The National Communications Authority (NCA) has proposed that all telcos in the country should peg their minimum on-net tariff at 4Gp per minute but two telcos, Tigo and Vodafone are at the Electronic Communication Tribunal seeking to thwart the proposal.
On-net or retail tariff is what the telcos charge their customers for calling other numbers on the same network. For instance Tigo to Tigo or Vodafone to Vodafone calls.
Currently the NCA has set interconnect or off-net (calls from one network to the other) at 4Gp per minute, which means if a Glo customer calls a Tigo number, Glo would have to pay Tigo 4Gp for every minute of that call.
However, the telcos are free to determine their own minimum on-net rates. And that is why some telcos are able to run promotions that offer their customers as low as 0Gp for on-net calls.

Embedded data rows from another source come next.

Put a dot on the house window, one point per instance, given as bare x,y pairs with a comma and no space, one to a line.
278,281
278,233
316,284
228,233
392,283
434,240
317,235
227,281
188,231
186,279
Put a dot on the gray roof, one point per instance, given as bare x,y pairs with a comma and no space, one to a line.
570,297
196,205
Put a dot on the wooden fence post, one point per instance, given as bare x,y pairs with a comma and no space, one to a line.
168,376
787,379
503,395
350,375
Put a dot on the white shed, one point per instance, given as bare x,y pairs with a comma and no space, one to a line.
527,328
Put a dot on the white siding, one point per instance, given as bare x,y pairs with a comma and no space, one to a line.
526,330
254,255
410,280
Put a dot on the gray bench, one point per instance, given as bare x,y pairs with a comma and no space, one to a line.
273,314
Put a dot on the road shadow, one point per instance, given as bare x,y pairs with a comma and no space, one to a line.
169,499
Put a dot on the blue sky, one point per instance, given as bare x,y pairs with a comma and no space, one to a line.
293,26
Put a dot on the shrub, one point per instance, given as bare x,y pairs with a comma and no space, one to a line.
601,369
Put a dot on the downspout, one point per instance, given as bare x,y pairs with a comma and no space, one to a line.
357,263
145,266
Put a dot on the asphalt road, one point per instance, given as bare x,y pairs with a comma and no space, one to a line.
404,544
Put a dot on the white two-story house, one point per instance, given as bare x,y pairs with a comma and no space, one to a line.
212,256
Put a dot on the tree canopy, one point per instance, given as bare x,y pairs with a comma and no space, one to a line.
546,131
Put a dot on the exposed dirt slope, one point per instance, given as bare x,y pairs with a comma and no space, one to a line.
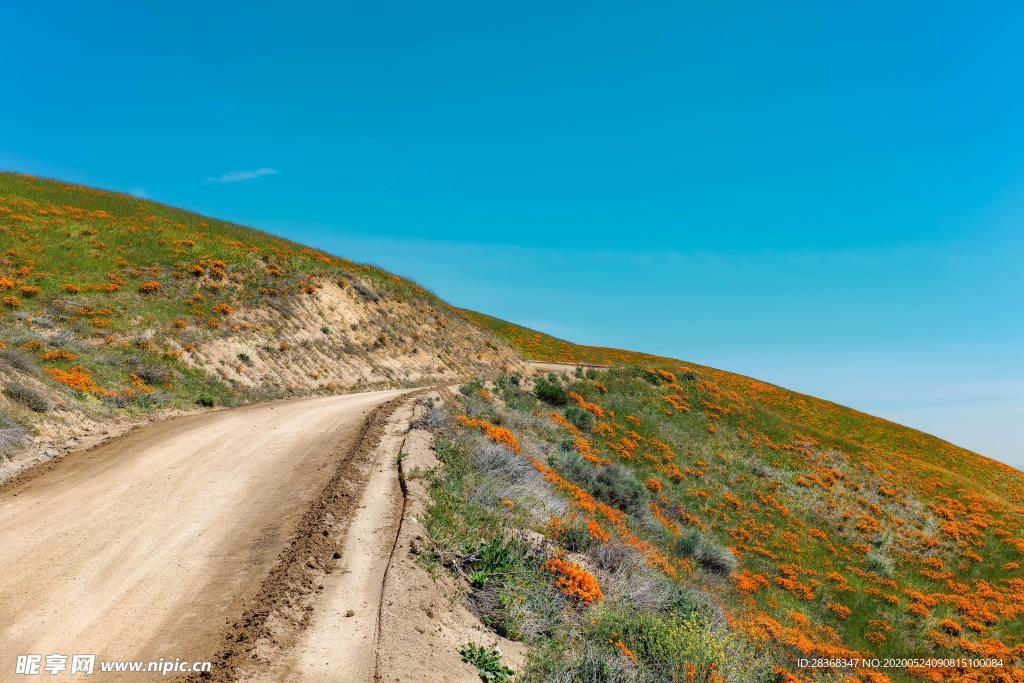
115,308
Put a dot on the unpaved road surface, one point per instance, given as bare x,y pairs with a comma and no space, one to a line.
339,642
143,547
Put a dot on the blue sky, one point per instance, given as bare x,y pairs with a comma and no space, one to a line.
826,196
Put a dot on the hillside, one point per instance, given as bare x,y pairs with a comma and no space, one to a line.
841,535
115,308
650,519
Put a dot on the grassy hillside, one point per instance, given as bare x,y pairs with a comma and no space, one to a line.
851,535
112,304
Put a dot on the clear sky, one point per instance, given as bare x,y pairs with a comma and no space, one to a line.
827,196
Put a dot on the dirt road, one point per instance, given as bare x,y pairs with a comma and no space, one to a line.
141,548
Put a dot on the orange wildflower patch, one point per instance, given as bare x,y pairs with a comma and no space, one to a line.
587,450
78,378
841,611
573,581
58,355
587,406
597,531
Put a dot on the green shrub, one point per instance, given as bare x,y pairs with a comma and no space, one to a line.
584,420
487,662
494,558
707,552
551,392
615,485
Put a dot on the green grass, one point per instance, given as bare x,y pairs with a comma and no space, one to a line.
130,283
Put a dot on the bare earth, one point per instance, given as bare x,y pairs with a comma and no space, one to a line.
143,547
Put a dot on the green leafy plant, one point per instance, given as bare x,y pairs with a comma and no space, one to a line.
487,662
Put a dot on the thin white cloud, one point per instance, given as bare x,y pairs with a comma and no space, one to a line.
240,176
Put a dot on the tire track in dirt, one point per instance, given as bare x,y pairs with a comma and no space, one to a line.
266,642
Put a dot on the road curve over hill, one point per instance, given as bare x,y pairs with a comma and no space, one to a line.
143,547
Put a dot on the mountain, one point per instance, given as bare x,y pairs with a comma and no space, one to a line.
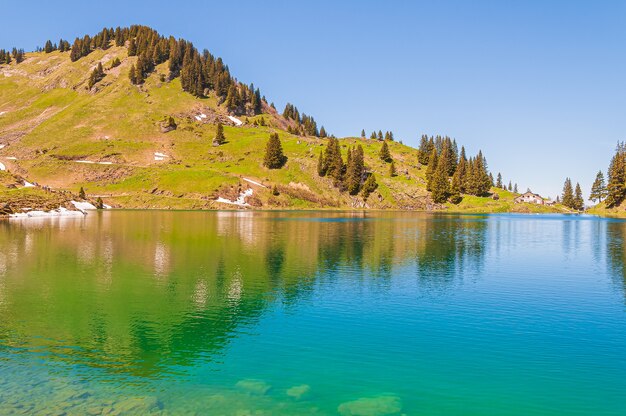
131,117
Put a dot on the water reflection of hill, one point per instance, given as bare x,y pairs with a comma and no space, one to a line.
138,292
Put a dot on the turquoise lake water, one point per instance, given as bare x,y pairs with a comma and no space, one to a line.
313,313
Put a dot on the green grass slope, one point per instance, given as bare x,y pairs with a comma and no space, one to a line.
49,121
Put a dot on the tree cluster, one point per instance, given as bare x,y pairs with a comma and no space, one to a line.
85,45
62,46
96,75
450,174
571,198
7,57
598,189
616,187
274,156
379,136
351,176
305,125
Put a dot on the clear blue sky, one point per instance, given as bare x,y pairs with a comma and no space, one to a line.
539,86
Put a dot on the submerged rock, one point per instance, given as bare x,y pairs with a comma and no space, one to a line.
299,392
138,405
371,406
254,386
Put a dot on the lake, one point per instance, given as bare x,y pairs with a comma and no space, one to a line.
313,313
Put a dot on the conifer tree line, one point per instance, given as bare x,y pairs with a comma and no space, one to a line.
7,57
305,125
572,198
200,73
274,157
450,173
499,183
62,46
379,136
351,176
96,75
599,190
616,188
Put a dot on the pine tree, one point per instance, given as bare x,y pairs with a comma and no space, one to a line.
579,202
392,169
616,188
220,139
568,194
598,189
354,170
384,154
48,48
132,47
440,187
333,163
274,157
132,74
320,165
423,151
432,166
455,187
369,186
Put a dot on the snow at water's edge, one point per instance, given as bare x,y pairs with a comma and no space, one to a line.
61,212
240,201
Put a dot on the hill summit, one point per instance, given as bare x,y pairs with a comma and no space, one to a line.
146,121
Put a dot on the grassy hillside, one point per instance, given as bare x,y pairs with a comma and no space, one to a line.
58,133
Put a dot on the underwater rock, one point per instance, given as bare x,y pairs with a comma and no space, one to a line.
299,392
138,405
252,386
371,406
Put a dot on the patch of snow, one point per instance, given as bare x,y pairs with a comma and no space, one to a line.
240,201
61,212
81,206
235,120
254,182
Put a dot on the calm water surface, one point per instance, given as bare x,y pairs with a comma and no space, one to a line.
253,313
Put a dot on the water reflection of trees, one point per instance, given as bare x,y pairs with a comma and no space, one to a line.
616,252
137,292
449,248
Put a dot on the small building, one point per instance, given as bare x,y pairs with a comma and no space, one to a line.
529,198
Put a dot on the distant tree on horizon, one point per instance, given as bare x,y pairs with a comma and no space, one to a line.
598,189
274,157
567,197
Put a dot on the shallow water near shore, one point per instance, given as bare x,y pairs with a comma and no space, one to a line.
320,313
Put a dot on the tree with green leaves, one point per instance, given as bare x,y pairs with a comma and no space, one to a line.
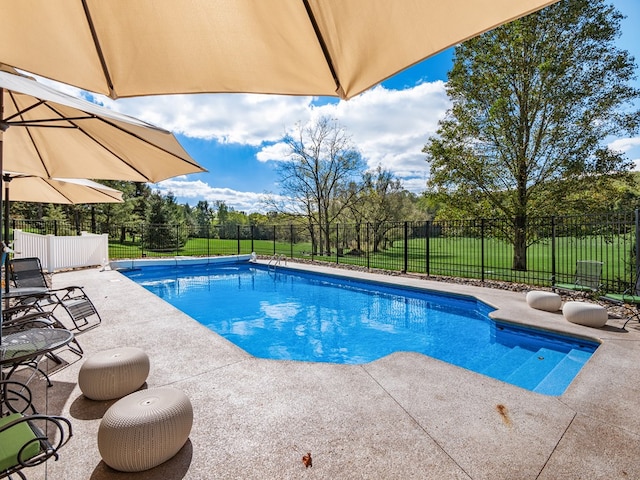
533,103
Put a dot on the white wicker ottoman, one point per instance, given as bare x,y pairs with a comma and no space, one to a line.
145,429
541,300
113,373
584,313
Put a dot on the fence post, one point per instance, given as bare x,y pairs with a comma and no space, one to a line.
553,250
142,241
368,248
427,247
637,221
482,248
406,247
291,242
337,240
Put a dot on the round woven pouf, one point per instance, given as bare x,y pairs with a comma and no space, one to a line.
145,429
547,301
583,313
113,373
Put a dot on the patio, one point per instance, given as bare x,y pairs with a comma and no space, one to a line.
403,416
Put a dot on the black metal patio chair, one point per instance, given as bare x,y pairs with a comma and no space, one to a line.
27,438
26,273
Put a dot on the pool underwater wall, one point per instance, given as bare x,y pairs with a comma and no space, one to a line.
176,261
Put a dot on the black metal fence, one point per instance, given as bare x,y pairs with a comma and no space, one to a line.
479,248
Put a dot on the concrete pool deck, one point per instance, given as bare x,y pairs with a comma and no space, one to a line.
401,417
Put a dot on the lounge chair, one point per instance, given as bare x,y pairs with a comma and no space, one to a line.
587,280
27,273
27,439
630,299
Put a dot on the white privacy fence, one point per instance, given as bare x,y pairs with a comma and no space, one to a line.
57,253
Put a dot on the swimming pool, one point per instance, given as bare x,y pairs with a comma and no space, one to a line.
287,314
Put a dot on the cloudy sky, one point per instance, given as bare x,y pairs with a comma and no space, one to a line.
237,137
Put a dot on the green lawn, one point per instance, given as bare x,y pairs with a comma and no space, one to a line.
457,256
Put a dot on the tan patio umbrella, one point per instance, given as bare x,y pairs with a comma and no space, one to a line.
70,191
18,187
49,134
125,48
46,133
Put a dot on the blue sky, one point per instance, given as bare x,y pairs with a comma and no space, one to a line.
238,137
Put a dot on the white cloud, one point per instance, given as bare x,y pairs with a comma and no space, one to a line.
624,144
227,118
197,190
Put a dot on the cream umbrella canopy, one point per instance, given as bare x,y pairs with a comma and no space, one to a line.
124,48
18,187
71,191
46,133
49,134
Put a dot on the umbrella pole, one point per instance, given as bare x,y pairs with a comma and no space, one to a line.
7,239
3,127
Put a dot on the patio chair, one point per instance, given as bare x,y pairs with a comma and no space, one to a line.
25,317
15,397
27,273
630,299
586,281
27,440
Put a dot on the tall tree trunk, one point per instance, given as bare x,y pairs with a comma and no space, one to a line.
520,243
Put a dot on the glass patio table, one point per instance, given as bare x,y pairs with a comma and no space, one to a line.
26,347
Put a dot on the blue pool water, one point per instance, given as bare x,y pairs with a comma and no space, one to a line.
299,316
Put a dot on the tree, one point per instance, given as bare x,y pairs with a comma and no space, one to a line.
323,160
381,201
533,102
166,224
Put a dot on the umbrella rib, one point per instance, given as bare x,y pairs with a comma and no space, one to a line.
142,139
96,42
19,112
325,50
35,146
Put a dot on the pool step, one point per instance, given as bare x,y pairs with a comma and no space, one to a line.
536,368
505,365
557,380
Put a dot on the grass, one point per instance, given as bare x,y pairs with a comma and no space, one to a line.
489,259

Vodafone, for instance, runs the Vodafone Red packages, which offer virtually 0Gp per minute of calls made from Vodafone to Vodafone, plus additional minutes for off-net, IDD and data for internet browsing.

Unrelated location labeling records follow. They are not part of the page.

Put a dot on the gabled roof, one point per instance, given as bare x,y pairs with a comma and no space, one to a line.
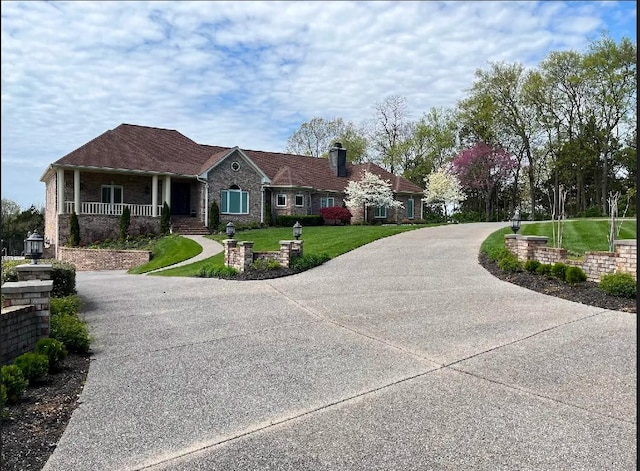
140,148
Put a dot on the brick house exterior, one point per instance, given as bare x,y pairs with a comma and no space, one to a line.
144,167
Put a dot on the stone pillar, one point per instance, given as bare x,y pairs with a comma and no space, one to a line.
30,272
246,255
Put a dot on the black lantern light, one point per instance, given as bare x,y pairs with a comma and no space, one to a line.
33,247
515,222
297,230
230,230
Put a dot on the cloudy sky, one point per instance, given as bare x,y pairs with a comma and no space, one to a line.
250,73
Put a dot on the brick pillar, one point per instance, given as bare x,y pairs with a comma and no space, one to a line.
34,293
246,254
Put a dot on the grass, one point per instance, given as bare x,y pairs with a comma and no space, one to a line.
329,240
579,235
168,251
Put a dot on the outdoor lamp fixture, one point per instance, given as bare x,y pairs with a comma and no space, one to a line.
33,247
230,230
515,222
297,230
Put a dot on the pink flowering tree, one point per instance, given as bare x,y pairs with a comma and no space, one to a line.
484,168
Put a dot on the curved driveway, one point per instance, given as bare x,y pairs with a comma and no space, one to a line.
403,354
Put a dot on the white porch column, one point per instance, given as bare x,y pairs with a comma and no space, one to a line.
167,190
76,191
154,196
61,205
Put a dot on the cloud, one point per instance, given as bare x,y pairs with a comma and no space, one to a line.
249,73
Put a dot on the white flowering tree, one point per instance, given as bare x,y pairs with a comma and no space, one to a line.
370,191
443,188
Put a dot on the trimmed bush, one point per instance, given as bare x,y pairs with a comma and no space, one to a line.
544,269
68,305
558,270
509,263
72,332
305,262
531,265
54,350
34,366
575,275
14,383
619,284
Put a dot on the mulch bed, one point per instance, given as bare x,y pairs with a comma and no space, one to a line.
31,430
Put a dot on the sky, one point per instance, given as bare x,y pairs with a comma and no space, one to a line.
248,74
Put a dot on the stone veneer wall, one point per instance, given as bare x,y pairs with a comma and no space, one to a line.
25,317
240,255
595,264
103,259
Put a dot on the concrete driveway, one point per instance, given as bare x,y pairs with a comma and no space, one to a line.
404,354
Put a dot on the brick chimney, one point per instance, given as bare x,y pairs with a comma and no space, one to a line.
338,159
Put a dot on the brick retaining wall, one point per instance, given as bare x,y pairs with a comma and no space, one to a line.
594,264
103,259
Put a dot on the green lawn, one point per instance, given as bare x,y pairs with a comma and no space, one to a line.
168,251
329,240
579,235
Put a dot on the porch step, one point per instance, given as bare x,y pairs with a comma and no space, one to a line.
187,225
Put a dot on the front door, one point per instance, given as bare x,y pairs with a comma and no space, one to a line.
180,199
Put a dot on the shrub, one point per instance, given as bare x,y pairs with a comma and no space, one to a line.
33,365
305,262
125,222
266,264
165,219
54,350
304,219
214,216
74,230
68,305
544,269
14,383
558,270
218,272
575,275
72,332
619,284
509,263
336,213
531,265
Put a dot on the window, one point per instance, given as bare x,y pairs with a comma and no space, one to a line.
234,201
327,202
380,212
410,209
112,194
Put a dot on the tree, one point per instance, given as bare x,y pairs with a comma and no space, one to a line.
315,137
370,191
483,168
443,188
390,131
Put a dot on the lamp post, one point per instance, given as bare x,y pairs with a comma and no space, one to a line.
297,230
33,247
230,230
515,222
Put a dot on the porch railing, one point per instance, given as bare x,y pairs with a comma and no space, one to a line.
110,209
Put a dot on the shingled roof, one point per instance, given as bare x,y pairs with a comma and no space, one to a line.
147,149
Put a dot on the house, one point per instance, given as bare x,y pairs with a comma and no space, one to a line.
144,167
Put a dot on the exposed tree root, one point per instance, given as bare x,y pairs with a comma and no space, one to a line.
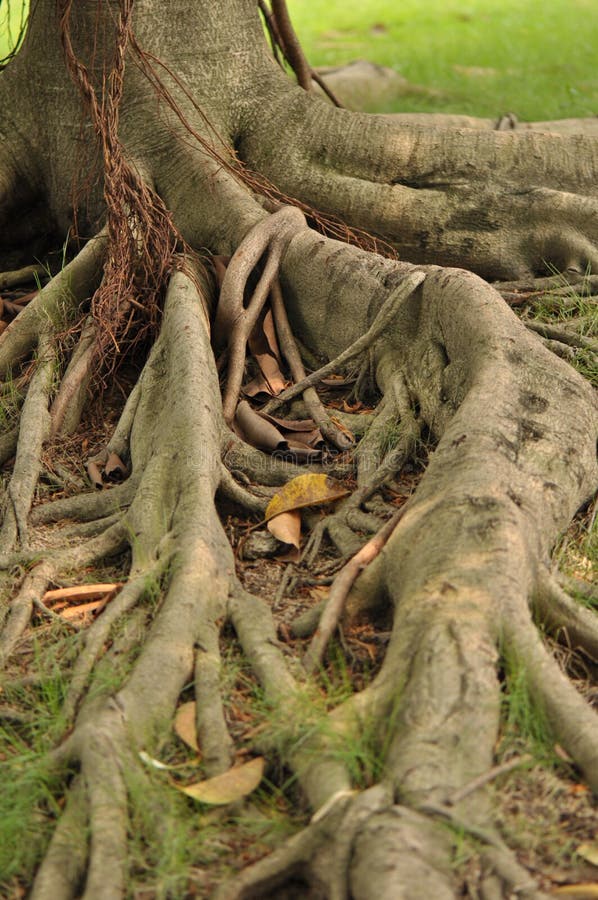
514,433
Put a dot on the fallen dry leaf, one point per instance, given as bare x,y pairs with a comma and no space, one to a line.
184,724
286,528
81,592
228,787
302,491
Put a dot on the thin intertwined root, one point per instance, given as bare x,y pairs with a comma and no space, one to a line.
453,605
234,323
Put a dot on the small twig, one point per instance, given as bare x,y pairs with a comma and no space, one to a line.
328,91
290,45
340,590
54,617
377,328
286,579
270,23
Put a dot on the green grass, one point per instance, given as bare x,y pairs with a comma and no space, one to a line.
12,19
531,58
483,57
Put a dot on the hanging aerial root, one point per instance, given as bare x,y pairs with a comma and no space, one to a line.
56,305
70,399
232,318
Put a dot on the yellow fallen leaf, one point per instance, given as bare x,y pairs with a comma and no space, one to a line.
81,592
305,490
184,724
286,528
589,852
228,787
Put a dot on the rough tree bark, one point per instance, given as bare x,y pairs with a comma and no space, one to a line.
514,429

Other telcos also run similar promos that offer between 0Gp and 1Gp per minute to their customers for on-net calls. Tigo actually has a low default on-net rate of 3Gp per minute.
Adom News is reliably informed that the NCA, in its wisdom, thought those telcos who could afford to offer such low tariffs are threatening to run the smaller telcos out of business and eventually collapse the industry.
The NCA’s position, Adom News gathered, is based on avoiding a “clubbing effect”, where big players could use significantly low on-net pricing to either win customers of smaller players, or force the smaller players to also reduce their rates and thereby become less profitable and collapse, so that only a club of few big players would be left in the market.
Indeed, the findings of research by Sjaak Hurkens and Ángel López, on telecom tariffs regulation in Europe, published in the September 2014 issue of the Economic Journal concluded that “if off-net calls are more expensive than on-net calls, a consumer will prefer to join the operator with the larger market share because more calls will be on-net.”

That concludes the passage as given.